表面上のスプレッドだけでなく、実質的な取引コストを考えるなら、以下の3つを総合的に見るべきです。

  1. 提示スプレッド:公表されているスプレッド幅
  2. スリッページ:実際の約定価格のズレ
  3. スプレッドの安定性:荒れた相場でどこまで広がるか

残念ながら、スリッページやスプレッドの安定性は公式サイトの数字だけでは分かりません。実際に取引してみるか、複数のトレーダーの口コミを参考にするしかないです。

だからこそ、複数の口座を持って比較するのが有効です。


FXTFのゼロスプレッド+手数料モデルとは

FXTFは他社と異なり、USD/JPYのスプレッドを0.0銭に設定し、別途取引手数料を課すモデルを採用しています。

これはいわゆる「ECN型」に近い考え方で、スプレッドと手数料を分離することで透明性を高める狙いがあります。

メリット:

  • スプレッド自体は限りなくゼロに近いため、スリッページの影響を受けにくい
  • コスト構造が明確で分かりやすい

デメリット:

  • 取引手数料を含めた総コストで計算しないと、本当に安いのか判断できない
  • 取引頻度が少ない人にとっては、原則固定スプレッドの業者と大差ない場合もある

手数料の具体的な金額と取引スタイルによっては非常に有利になりますが、「スプレッド0.0銭」という数字だけで飛びつくのは早計です。必ずトータルコストで比較してください。

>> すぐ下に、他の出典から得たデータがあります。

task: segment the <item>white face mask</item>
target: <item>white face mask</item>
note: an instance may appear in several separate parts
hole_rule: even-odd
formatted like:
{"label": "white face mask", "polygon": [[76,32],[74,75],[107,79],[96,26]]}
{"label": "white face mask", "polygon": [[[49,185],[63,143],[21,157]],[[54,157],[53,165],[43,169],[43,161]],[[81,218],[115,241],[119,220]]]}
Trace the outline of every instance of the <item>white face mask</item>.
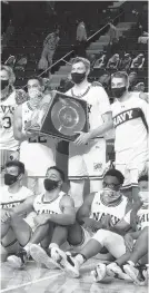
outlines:
{"label": "white face mask", "polygon": [[143,203],[149,203],[149,192],[139,192],[139,197]]}

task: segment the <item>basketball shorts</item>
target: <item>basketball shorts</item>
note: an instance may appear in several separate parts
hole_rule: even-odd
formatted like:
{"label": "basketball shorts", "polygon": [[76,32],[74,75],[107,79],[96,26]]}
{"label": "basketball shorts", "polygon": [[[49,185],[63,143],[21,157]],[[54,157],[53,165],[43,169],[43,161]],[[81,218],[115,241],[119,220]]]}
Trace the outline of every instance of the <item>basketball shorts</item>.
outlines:
{"label": "basketball shorts", "polygon": [[138,186],[138,178],[146,168],[147,152],[139,154],[132,150],[116,153],[116,169],[120,170],[125,176],[122,188]]}
{"label": "basketball shorts", "polygon": [[[37,216],[36,212],[31,212],[27,215],[26,218],[23,218],[23,221],[31,228],[30,237],[31,237],[32,233],[36,231],[36,225],[33,222],[33,218],[36,216]],[[30,238],[28,241],[30,241]],[[7,250],[7,252],[9,254],[17,253],[20,248],[22,248],[20,243],[17,241],[12,229],[9,229],[8,234],[4,236],[4,243],[2,243],[2,246]]]}
{"label": "basketball shorts", "polygon": [[86,228],[82,227],[82,241],[79,245],[72,245],[71,247],[73,247],[73,250],[76,252],[80,252],[86,244],[91,240],[93,233],[87,231]]}
{"label": "basketball shorts", "polygon": [[69,170],[70,179],[102,178],[106,167],[106,140],[92,139],[86,146],[69,145]]}

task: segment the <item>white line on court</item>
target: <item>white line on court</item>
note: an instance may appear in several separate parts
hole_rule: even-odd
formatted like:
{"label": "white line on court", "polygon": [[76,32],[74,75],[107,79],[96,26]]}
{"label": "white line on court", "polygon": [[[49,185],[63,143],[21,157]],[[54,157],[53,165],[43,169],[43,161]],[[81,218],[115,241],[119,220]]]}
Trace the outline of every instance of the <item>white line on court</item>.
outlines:
{"label": "white line on court", "polygon": [[24,284],[20,284],[18,286],[2,289],[2,290],[0,290],[0,292],[3,293],[3,292],[9,292],[9,291],[14,290],[14,289],[24,287],[24,286],[31,285],[31,284],[36,284],[36,283],[44,281],[44,280],[50,280],[52,277],[57,277],[57,276],[59,276],[61,274],[62,274],[62,272],[57,273],[57,274],[51,275],[51,276],[47,276],[47,277],[42,277],[42,279],[39,279],[39,280],[34,280],[34,281],[31,281],[31,282],[28,282],[28,283],[24,283]]}

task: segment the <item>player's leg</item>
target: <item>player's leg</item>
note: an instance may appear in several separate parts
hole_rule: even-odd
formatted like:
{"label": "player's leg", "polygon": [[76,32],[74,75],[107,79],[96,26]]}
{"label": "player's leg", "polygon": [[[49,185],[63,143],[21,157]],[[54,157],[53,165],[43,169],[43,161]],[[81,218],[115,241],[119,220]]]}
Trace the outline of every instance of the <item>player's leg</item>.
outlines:
{"label": "player's leg", "polygon": [[[116,246],[117,243],[117,246]],[[85,245],[77,256],[70,256],[67,271],[72,276],[79,276],[80,266],[90,257],[101,252],[106,247],[115,257],[121,256],[126,252],[123,237],[105,229],[98,231],[95,236]]]}
{"label": "player's leg", "polygon": [[88,145],[88,149],[83,155],[87,170],[90,177],[90,192],[99,192],[102,189],[102,176],[106,168],[106,140],[98,139]]}
{"label": "player's leg", "polygon": [[[20,246],[24,247],[31,238],[31,233],[32,233],[31,227],[28,225],[28,223],[26,223],[23,218],[21,218],[18,215],[13,215],[11,217],[10,226]],[[22,265],[26,264],[28,258],[29,258],[28,252],[20,248],[17,255],[9,256],[8,261],[11,263],[12,266],[21,267]]]}
{"label": "player's leg", "polygon": [[141,231],[127,264],[123,265],[125,272],[133,280],[135,283],[139,285],[147,282],[146,266],[143,267],[143,268],[139,265],[139,261],[143,258],[143,261],[146,260],[146,263],[148,263],[148,227],[145,227]]}
{"label": "player's leg", "polygon": [[69,157],[69,170],[68,176],[70,179],[70,191],[69,194],[74,201],[74,207],[79,208],[83,203],[83,187],[85,179],[87,176],[87,169],[81,155]]}
{"label": "player's leg", "polygon": [[38,263],[43,263],[48,268],[51,267],[52,263],[60,267],[61,270],[66,270],[69,263],[67,262],[68,254],[66,254],[59,247],[68,241],[68,243],[72,246],[74,245],[74,250],[81,248],[82,243],[86,243],[87,235],[83,234],[83,229],[81,226],[76,223],[71,226],[56,226],[53,229],[51,244],[48,250],[42,250],[37,245],[31,246],[31,255]]}

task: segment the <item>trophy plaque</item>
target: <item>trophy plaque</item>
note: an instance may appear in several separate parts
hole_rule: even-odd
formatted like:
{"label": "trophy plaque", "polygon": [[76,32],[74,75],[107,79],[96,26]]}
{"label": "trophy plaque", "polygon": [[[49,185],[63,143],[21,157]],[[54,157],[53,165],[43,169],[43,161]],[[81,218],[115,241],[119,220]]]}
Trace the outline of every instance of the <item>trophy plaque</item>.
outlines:
{"label": "trophy plaque", "polygon": [[33,111],[27,129],[73,141],[78,131],[89,130],[87,101],[53,90]]}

FXTFのスプレッド0.0銭も、別途取引手数料が発生するため、トータルコストで判断する必要があります。


結局どこがコスパ良いのか(僕の見解)

いくつかの業者を使ってみた感覚として、「普通に取引するならスプレッドの差はそこまで気にしなくていい」というのが正直な感想です。

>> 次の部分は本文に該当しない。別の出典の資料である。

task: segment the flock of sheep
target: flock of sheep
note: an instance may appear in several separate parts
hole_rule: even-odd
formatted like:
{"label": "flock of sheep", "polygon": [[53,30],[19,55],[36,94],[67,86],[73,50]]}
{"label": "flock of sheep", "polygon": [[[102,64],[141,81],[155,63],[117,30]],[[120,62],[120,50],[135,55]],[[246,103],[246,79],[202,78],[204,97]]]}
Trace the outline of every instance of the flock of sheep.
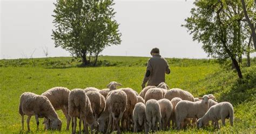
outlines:
{"label": "flock of sheep", "polygon": [[[70,121],[72,133],[76,132],[77,117],[84,130],[91,133],[118,133],[133,129],[134,132],[145,131],[148,133],[158,129],[166,130],[171,127],[178,130],[187,125],[201,128],[209,125],[209,121],[215,128],[219,128],[218,120],[225,125],[226,118],[230,118],[233,126],[234,111],[227,102],[218,103],[215,97],[206,95],[194,98],[187,91],[178,88],[169,89],[164,82],[157,87],[147,86],[138,94],[130,88],[117,89],[121,84],[113,81],[102,90],[89,87],[84,89],[70,90],[66,88],[55,87],[41,95],[26,92],[21,96],[19,107],[24,129],[24,116],[28,129],[29,122],[35,115],[38,129],[38,118],[44,118],[45,129],[60,130],[62,121],[56,110],[62,110],[66,118],[66,130],[69,130]],[[197,121],[197,119],[198,120]],[[120,126],[120,125],[121,126]]]}

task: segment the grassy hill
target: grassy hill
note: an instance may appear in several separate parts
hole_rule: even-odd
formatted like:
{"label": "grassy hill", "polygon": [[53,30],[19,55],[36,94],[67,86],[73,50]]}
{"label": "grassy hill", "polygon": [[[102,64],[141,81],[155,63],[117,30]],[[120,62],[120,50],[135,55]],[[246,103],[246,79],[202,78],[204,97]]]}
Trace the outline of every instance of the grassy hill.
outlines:
{"label": "grassy hill", "polygon": [[[106,88],[111,81],[123,84],[138,93],[149,58],[100,57],[97,67],[80,67],[80,59],[72,57],[36,58],[0,60],[0,133],[25,133],[22,131],[21,116],[18,108],[20,95],[25,91],[41,94],[56,86],[70,89],[88,87]],[[220,67],[214,60],[167,59],[171,70],[166,76],[166,82],[171,88],[179,88],[191,93],[194,96],[213,94],[219,102],[228,101],[234,106],[234,126],[227,125],[220,130],[213,127],[188,128],[180,133],[240,133],[256,132],[256,59],[252,59],[251,67],[242,69],[244,80],[239,80],[234,70]],[[64,115],[57,111],[66,126]],[[25,116],[25,119],[26,116]],[[66,133],[44,131],[40,119],[39,131],[37,131],[35,119],[31,119],[33,133]],[[25,123],[26,124],[26,123]],[[177,132],[171,130],[159,133]]]}

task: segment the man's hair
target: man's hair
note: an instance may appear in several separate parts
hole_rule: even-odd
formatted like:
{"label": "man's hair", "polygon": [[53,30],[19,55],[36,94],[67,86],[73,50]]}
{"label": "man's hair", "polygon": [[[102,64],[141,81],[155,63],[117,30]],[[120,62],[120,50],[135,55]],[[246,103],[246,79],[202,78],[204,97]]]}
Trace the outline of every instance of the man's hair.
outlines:
{"label": "man's hair", "polygon": [[159,53],[159,49],[157,47],[152,49],[151,51],[150,52],[150,54],[152,55],[152,53]]}

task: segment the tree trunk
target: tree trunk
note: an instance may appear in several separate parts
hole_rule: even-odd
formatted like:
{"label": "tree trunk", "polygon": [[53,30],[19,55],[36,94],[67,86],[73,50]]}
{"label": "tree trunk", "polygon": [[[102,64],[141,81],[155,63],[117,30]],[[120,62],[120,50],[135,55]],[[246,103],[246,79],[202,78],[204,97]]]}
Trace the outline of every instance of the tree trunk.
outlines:
{"label": "tree trunk", "polygon": [[250,45],[251,45],[251,41],[252,41],[252,36],[251,36],[250,37],[249,42],[248,43],[247,49],[247,67],[250,67],[251,66],[251,59],[250,59]]}
{"label": "tree trunk", "polygon": [[235,66],[235,69],[237,70],[237,74],[238,75],[238,77],[240,79],[242,78],[242,72],[241,72],[241,69],[240,69],[239,65],[237,62],[237,60],[233,58],[231,58],[231,60],[232,60],[233,63],[234,64],[234,66]]}
{"label": "tree trunk", "polygon": [[[244,14],[245,15],[245,19],[246,19],[246,22],[247,22],[250,28],[251,29],[251,31],[252,31],[252,37],[253,41],[253,45],[254,45],[254,49],[256,50],[256,34],[255,33],[255,27],[250,20],[249,17],[248,16],[247,12],[246,11],[246,7],[245,6],[245,1],[241,0],[241,2],[242,3],[242,10],[244,11]],[[255,0],[254,0],[254,6],[256,6]]]}

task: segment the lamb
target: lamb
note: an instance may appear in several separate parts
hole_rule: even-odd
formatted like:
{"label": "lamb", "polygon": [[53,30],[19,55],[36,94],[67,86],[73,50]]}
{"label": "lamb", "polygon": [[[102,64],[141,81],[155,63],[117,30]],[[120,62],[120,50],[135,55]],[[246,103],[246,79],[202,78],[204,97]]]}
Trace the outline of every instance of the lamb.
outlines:
{"label": "lamb", "polygon": [[124,113],[121,123],[122,128],[127,130],[131,128],[132,113],[137,102],[137,98],[136,94],[134,93],[134,90],[131,88],[121,88],[120,90],[124,91],[127,95],[126,110]]}
{"label": "lamb", "polygon": [[146,118],[149,123],[149,131],[153,128],[157,131],[157,122],[161,126],[161,115],[158,102],[154,99],[149,100],[146,103]]}
{"label": "lamb", "polygon": [[200,118],[206,112],[208,108],[208,100],[211,98],[204,95],[199,99],[201,101],[191,102],[186,100],[180,101],[176,105],[175,114],[177,129],[180,129],[180,124],[185,118]]}
{"label": "lamb", "polygon": [[100,90],[98,89],[98,88],[96,88],[87,87],[87,88],[86,88],[85,89],[84,89],[84,91],[85,91],[85,93],[87,93],[87,92],[88,92],[89,91],[95,91],[99,92]]}
{"label": "lamb", "polygon": [[108,88],[100,90],[99,93],[103,95],[105,98],[106,99],[106,96],[109,92],[110,91],[117,89],[117,86],[122,86],[122,84],[115,81],[112,81],[107,85],[107,88]]}
{"label": "lamb", "polygon": [[101,100],[101,96],[102,96],[102,95],[101,95],[99,92],[93,90],[87,91],[86,93],[86,95],[90,100],[90,102],[91,102],[91,106],[93,112],[93,115],[96,118],[98,118],[99,115],[102,113],[105,108],[105,105],[103,107],[101,104],[102,102]]}
{"label": "lamb", "polygon": [[107,104],[104,111],[109,111],[109,118],[107,126],[107,133],[110,132],[111,124],[113,123],[113,128],[117,128],[117,132],[121,133],[119,127],[119,122],[123,117],[124,112],[126,110],[127,105],[127,95],[124,91],[120,90],[114,90],[109,93],[107,97]]}
{"label": "lamb", "polygon": [[144,127],[145,133],[147,133],[147,125],[146,119],[146,106],[144,103],[139,102],[135,105],[133,112],[133,132],[138,132],[139,127]]}
{"label": "lamb", "polygon": [[145,95],[145,102],[150,99],[159,100],[164,97],[164,90],[162,88],[154,88],[149,89]]}
{"label": "lamb", "polygon": [[143,98],[142,97],[142,96],[137,96],[137,103],[139,103],[139,102],[142,102],[142,103],[143,103],[144,104],[145,104],[144,99],[143,99]]}
{"label": "lamb", "polygon": [[39,95],[30,92],[25,92],[20,98],[19,112],[22,116],[22,129],[24,130],[24,116],[28,115],[26,124],[28,131],[30,131],[29,122],[32,116],[35,115],[38,130],[38,118],[47,118],[51,121],[51,128],[60,130],[62,123],[54,110],[49,100],[45,96]]}
{"label": "lamb", "polygon": [[82,121],[84,122],[86,132],[87,131],[86,122],[90,125],[91,133],[93,127],[98,125],[98,123],[93,116],[90,100],[85,91],[82,89],[75,89],[70,91],[69,95],[69,114],[71,118],[72,133],[76,133],[77,117],[80,119],[79,133],[81,132]]}
{"label": "lamb", "polygon": [[167,91],[164,98],[171,101],[174,97],[179,97],[183,100],[194,102],[194,97],[190,93],[179,88],[172,88]]}
{"label": "lamb", "polygon": [[166,98],[162,98],[158,101],[161,115],[161,130],[166,130],[170,127],[171,116],[172,114],[172,104],[170,101]]}
{"label": "lamb", "polygon": [[[62,110],[66,119],[66,130],[69,130],[70,124],[70,116],[69,115],[69,94],[70,90],[64,87],[53,87],[42,94],[46,96],[50,101],[55,110]],[[45,128],[48,129],[50,126],[49,121],[45,119]]]}
{"label": "lamb", "polygon": [[233,126],[234,119],[234,109],[232,105],[228,102],[220,102],[211,107],[203,117],[199,118],[197,122],[198,128],[207,124],[210,121],[213,121],[214,128],[219,129],[219,119],[221,119],[223,126],[225,125],[225,119],[230,118],[230,123]]}
{"label": "lamb", "polygon": [[158,86],[157,86],[157,87],[165,89],[166,90],[169,90],[170,89],[169,86],[168,86],[168,85],[167,85],[167,84],[166,84],[164,82],[160,83],[160,84],[159,84]]}
{"label": "lamb", "polygon": [[145,88],[143,88],[143,89],[140,91],[139,93],[139,96],[142,96],[142,98],[145,99],[145,95],[146,95],[146,93],[147,93],[147,90],[150,89],[156,88],[157,87],[154,86],[148,86]]}

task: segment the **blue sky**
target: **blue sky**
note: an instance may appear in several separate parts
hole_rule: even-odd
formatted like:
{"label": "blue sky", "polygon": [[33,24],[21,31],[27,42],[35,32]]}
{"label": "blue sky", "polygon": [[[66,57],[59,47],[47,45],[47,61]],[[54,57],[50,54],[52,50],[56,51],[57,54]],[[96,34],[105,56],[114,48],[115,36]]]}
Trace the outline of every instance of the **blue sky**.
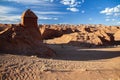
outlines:
{"label": "blue sky", "polygon": [[0,23],[19,23],[26,9],[39,24],[120,25],[120,0],[0,0]]}

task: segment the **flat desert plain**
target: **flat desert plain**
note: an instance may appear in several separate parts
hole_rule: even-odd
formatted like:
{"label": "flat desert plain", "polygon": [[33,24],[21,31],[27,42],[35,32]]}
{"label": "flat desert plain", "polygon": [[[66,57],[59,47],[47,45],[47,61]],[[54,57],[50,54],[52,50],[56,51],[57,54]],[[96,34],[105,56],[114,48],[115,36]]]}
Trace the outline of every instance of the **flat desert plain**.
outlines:
{"label": "flat desert plain", "polygon": [[52,58],[0,55],[1,80],[120,80],[120,47],[49,45]]}

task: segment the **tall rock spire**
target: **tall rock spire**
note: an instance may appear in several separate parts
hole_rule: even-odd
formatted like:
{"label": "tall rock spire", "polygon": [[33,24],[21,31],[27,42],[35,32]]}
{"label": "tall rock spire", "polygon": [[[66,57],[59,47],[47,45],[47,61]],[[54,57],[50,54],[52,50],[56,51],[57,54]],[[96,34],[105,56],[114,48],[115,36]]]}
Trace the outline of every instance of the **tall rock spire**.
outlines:
{"label": "tall rock spire", "polygon": [[38,17],[35,15],[35,13],[28,9],[22,14],[21,25],[24,27],[37,27],[37,19]]}

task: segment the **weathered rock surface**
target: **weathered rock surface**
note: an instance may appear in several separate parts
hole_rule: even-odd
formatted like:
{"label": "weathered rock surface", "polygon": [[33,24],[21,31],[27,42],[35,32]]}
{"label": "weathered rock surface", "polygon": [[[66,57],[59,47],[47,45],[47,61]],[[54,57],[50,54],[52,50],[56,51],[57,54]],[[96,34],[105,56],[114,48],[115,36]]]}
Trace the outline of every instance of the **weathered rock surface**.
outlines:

主要業者のUSD/JPYスプレッドは0.18〜0.2銭にほぼ収斂しており、1回の取引あたりの差はわずか0.02銭。1万通貨で2円の差です。月に100回取引しても200円。これだけで業者を決めるのは合理的ではありません。

それよりも重要なのは:

  • 約定力の安定性:注文が滑らないか
  • ツールの使いやすさ:毎日使うものだからストレスなく使えるか
  • 荒れた相場でのスプレッド耐性:本当に困るのは平常時ではなく急変時

とはいえ、少しでもコストを削りたい人にはSBI FXトレードが堅実な選択だと思います。0.18銭は実際に狭いし、約定力にも大きな不満はありません。1通貨から取引できるので、少額で試しながらスプレッドの実態を体感するのにも向いています。

スキャルピングなど高頻度取引をする人は、FXTFの手数料モデルやヒロセ通商(スキャルピング公認)も検討する価値があります。取引回数が多いほどスプレッドの差が効いてくるので、デモ口座や少額取引で実際の約定品質を確認してから判断してください。

最後に繰り返しますが、スプレッドは業者選びの「一つの要素」でしかありません。総合的に見て自分のトレードスタイルに合った業者を選ぶのが、結局は一番コスパが良いです。